But, we are not gathered here to listen to SEO tales, but to share those details. In general, the entire lamp technology has been replaced with a saito generator. Nginx worked on static return. It remains only to realize the calculation of CTR.

Since the total number of videos on the site was around 100K, it is quite possible to choose a persistent in-memory storage. What alternatives do we have: Redis, Aerospike, Tarntool.

Because of the good functionality and friendly Russian-speaking support of the guys from MailRu, the choice fell on Tarantool. MySQL doesn’t go anywhere in our country; BB-codes of videos, lists of categories and titles, description of content and other information that is necessary for site-generation continue to be stored in it. But, since the DB was practically not used, he was assigned a minimum of memory.

Now in more detail about Tarantool (hereinafter referred to as T *). Much has been written about him in various articles. I will try to describe how this is applicable in practice, omitting the setting and installation.

A bit of a boring theory to understand what's what: All data in T * is stored in spaces: space. This is an analogue of a table in SQL or a collection in MongoDb. As the table consists of rows, a collection of documents, so the space includes sets of tuples (similar to a string in MySQL).

A tuple of elements or fields. It’s convenient for me to call the elements of a tuple as fields, and I will stick to this terminology, which is not incompatible with the documentation tarantool.org/doc/book/box/index.html . Unlike the rows of the table, the fields in a tuple have no names, but only have a sequence number. Although, as you will see later, it does not matter.

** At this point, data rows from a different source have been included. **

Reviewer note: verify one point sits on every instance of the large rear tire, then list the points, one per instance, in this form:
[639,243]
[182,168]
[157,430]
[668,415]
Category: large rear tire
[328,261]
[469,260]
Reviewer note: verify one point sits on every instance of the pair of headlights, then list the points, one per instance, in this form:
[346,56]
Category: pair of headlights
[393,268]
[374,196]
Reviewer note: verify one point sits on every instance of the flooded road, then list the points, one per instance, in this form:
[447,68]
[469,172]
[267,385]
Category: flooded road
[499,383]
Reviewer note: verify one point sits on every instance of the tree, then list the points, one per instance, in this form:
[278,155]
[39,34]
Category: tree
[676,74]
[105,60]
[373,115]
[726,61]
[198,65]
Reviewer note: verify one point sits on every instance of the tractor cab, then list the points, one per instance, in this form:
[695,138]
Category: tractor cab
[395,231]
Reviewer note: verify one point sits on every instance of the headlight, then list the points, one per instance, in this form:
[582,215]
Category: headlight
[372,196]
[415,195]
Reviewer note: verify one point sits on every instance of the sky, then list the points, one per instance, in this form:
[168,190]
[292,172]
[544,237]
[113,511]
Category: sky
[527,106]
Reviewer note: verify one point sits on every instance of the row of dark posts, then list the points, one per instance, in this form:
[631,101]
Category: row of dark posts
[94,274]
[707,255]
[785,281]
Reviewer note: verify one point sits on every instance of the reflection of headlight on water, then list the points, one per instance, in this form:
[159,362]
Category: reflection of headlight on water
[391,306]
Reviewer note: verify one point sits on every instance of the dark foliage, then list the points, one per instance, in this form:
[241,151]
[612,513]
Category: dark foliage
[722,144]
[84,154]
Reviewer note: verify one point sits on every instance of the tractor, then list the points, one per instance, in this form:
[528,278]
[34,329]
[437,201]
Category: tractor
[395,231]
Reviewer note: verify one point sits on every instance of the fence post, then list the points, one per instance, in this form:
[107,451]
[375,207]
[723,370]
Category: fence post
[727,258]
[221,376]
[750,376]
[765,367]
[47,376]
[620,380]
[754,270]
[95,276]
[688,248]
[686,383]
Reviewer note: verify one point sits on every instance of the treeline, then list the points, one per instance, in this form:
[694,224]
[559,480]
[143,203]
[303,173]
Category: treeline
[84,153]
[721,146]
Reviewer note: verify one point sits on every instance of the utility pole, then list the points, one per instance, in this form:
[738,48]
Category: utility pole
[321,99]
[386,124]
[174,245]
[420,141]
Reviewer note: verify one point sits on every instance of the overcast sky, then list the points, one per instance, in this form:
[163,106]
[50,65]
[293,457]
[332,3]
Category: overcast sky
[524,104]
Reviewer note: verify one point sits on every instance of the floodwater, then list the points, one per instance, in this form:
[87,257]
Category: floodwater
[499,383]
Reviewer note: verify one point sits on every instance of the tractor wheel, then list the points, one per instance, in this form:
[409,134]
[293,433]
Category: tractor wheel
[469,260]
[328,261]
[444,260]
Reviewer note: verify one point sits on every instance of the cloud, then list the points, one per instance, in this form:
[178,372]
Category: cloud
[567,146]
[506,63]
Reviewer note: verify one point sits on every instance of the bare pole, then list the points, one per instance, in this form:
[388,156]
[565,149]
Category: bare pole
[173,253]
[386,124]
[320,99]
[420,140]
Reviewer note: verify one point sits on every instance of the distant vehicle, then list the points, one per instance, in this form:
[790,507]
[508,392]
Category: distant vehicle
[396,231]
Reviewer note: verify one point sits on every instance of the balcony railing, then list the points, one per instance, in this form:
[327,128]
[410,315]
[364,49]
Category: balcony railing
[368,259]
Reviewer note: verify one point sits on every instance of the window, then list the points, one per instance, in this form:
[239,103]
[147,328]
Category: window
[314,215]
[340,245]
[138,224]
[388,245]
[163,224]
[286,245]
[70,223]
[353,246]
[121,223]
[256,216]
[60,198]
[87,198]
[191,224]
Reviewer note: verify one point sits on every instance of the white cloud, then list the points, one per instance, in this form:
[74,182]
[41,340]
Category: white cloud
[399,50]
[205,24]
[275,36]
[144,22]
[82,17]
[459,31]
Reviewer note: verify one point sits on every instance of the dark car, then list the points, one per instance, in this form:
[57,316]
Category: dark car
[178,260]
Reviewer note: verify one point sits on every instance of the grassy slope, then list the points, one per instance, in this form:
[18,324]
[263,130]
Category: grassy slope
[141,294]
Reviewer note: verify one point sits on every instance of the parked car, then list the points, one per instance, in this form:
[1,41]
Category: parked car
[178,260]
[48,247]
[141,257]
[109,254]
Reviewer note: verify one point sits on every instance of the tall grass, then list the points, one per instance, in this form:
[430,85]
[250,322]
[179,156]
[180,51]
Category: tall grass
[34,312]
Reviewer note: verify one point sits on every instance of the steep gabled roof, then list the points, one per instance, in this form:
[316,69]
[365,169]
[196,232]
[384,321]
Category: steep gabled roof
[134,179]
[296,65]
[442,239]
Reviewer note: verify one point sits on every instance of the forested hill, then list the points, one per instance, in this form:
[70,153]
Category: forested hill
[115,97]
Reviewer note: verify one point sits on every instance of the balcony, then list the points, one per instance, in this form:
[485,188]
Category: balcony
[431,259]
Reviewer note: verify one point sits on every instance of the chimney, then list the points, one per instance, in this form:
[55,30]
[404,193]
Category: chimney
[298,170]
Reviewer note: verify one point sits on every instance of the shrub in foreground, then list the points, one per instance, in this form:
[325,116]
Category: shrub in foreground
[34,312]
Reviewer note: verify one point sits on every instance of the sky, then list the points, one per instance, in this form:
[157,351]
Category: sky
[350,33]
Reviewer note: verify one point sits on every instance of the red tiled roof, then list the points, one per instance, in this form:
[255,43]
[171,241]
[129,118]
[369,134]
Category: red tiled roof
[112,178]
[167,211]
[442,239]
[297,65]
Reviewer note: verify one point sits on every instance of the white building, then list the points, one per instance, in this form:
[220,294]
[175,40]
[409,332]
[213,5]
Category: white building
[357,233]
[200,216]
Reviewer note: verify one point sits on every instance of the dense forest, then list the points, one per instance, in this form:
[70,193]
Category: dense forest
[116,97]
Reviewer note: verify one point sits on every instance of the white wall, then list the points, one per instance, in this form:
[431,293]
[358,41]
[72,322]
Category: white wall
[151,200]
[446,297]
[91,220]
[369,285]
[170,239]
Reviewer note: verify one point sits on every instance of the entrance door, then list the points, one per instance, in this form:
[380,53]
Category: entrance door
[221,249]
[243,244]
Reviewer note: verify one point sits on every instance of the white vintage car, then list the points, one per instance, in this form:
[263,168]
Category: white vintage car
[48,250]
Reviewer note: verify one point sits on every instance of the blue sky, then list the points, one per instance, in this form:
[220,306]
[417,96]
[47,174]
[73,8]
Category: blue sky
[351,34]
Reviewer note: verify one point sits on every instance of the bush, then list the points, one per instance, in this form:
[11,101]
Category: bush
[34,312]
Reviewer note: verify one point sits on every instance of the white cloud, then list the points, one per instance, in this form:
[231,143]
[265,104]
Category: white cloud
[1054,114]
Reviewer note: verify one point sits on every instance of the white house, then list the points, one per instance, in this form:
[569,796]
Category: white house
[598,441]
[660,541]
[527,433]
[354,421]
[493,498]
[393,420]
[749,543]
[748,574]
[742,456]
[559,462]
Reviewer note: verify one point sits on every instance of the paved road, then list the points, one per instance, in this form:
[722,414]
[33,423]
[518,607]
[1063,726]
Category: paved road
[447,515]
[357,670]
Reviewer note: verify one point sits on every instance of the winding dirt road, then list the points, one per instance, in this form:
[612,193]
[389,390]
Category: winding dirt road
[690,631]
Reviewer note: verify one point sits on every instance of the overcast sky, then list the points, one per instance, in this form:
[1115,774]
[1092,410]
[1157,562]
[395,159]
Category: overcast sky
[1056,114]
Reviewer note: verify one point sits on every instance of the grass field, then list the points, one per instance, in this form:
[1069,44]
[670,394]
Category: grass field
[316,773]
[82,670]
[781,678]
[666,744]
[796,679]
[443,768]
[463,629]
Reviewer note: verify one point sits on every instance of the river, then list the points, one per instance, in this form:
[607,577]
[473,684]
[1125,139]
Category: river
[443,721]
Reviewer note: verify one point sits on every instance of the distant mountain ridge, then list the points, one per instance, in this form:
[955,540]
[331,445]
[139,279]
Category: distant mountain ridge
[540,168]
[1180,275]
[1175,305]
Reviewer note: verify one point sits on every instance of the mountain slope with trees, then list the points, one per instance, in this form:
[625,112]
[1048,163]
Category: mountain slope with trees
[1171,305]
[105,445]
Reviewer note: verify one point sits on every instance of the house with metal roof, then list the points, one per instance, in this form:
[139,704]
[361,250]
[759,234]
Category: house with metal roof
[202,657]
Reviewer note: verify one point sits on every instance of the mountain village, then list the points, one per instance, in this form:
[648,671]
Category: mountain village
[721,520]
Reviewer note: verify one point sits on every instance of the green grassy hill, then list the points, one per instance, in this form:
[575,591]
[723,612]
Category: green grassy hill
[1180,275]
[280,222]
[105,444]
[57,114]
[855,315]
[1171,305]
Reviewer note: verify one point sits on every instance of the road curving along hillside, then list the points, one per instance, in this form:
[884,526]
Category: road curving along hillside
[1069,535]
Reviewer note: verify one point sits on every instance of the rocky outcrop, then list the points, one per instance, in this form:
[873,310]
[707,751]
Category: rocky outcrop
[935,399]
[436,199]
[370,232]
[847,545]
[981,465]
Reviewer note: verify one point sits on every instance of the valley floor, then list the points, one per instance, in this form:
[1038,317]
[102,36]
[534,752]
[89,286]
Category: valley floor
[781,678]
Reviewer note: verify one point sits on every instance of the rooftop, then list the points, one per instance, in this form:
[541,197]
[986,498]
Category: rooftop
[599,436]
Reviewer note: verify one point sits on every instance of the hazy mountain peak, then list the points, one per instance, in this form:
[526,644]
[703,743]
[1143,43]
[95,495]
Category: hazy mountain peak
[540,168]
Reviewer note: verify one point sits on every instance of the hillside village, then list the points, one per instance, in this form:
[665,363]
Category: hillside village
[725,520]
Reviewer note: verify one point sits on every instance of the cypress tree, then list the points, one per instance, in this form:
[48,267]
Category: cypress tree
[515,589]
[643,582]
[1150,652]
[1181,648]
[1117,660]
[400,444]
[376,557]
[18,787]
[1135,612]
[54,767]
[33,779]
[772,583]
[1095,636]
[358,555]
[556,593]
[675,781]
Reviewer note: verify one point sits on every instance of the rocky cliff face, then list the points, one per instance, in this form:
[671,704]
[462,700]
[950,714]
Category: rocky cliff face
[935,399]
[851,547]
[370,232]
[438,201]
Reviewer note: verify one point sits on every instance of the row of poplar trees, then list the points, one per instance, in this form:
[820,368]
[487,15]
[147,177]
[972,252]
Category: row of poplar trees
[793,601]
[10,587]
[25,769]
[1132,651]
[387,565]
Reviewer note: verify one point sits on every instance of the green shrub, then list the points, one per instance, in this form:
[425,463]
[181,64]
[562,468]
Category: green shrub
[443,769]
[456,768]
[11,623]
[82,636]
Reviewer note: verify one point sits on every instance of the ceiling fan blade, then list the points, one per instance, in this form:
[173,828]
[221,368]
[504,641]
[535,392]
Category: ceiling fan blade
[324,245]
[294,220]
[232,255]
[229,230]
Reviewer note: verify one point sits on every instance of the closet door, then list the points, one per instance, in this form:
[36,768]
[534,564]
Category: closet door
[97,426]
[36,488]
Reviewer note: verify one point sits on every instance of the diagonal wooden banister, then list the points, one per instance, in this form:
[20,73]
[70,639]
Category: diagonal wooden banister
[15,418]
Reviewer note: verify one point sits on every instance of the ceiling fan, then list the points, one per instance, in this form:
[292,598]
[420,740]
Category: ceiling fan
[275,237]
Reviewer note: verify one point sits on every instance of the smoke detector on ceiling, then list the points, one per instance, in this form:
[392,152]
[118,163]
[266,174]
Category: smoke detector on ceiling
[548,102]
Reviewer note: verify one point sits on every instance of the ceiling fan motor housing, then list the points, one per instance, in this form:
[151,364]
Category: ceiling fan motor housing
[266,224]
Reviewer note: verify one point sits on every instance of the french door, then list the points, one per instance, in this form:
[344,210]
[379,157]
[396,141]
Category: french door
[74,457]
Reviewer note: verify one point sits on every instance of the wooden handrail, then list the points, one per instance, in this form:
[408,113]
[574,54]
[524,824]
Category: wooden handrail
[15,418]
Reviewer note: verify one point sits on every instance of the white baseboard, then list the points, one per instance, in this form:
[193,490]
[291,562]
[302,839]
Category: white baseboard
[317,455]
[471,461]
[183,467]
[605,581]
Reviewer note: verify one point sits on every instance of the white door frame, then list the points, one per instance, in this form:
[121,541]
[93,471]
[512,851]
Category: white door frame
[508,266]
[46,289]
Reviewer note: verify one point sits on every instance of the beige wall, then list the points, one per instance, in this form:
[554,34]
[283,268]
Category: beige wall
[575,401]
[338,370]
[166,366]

Each tuple must have a primary key. The primary index can be one of the following types: TREE, HASH, BITSET, or RTREE. Also, a secondary index can be superimposed on the space, which allows making such unique samples that are not possible to make in radish.

image

Figure 1 shows the analogy of MySQL and T *.

Stats are created to store ratings. To do this, go to the console and execute the commands:
	 box.cfg {} - loads the default configuration
	 box.schema.space.create ("stats") - creates a new space



Check how our space was created:
 tarantool> box.space 
 --- 
 - stats: 
     temporary: false 
     engine: memtx 
 ... 

And assign it to the stats variable.
 tarantool> stats = box.space 


If we were to make a schema for a DB or MongoDb, then we would choose the following schema:
 1 key - primary key, matches video id
 2 clicks_1 - number of clicks for the first image 
 3 clicks_2 - - ||  - the second picture 
 4 clicks_3 - - ||  - the third picture 
 5 clicks_sum_1 - the total number of clicks for the first image 
 6 clicks_sum_2 - - ||  - the second picture             
 7 clicks_sum_3 - - ||  - the third picture 
 8 show_1 all the same for shows
             ...
 13 show_sum_3   
 14 ctr_1 ctr for the first picture for the last interval
 15 ctr_2
 16 ctr_3
 17 ctr_sum_1 ctr for the first picture for the entire period
 18 ctr_sum_2
 19 ctr_sum_3
 20 ctr ctr in all pictures for the last interval
 21 ctr_sum ctr in all pictures for the entire period

The first column is the field number; we define the field names with constants:
	 - the first field is the primary key
	 clicks_1 = 2 
	 clicks_2 = 3
	 .  .  .
 	 ctr_sum = 22

Let's create a primary key in our space, select the HASH type:
         stats: create_index ('primary', {type = 'hash', parts = {1, 'NUM'}})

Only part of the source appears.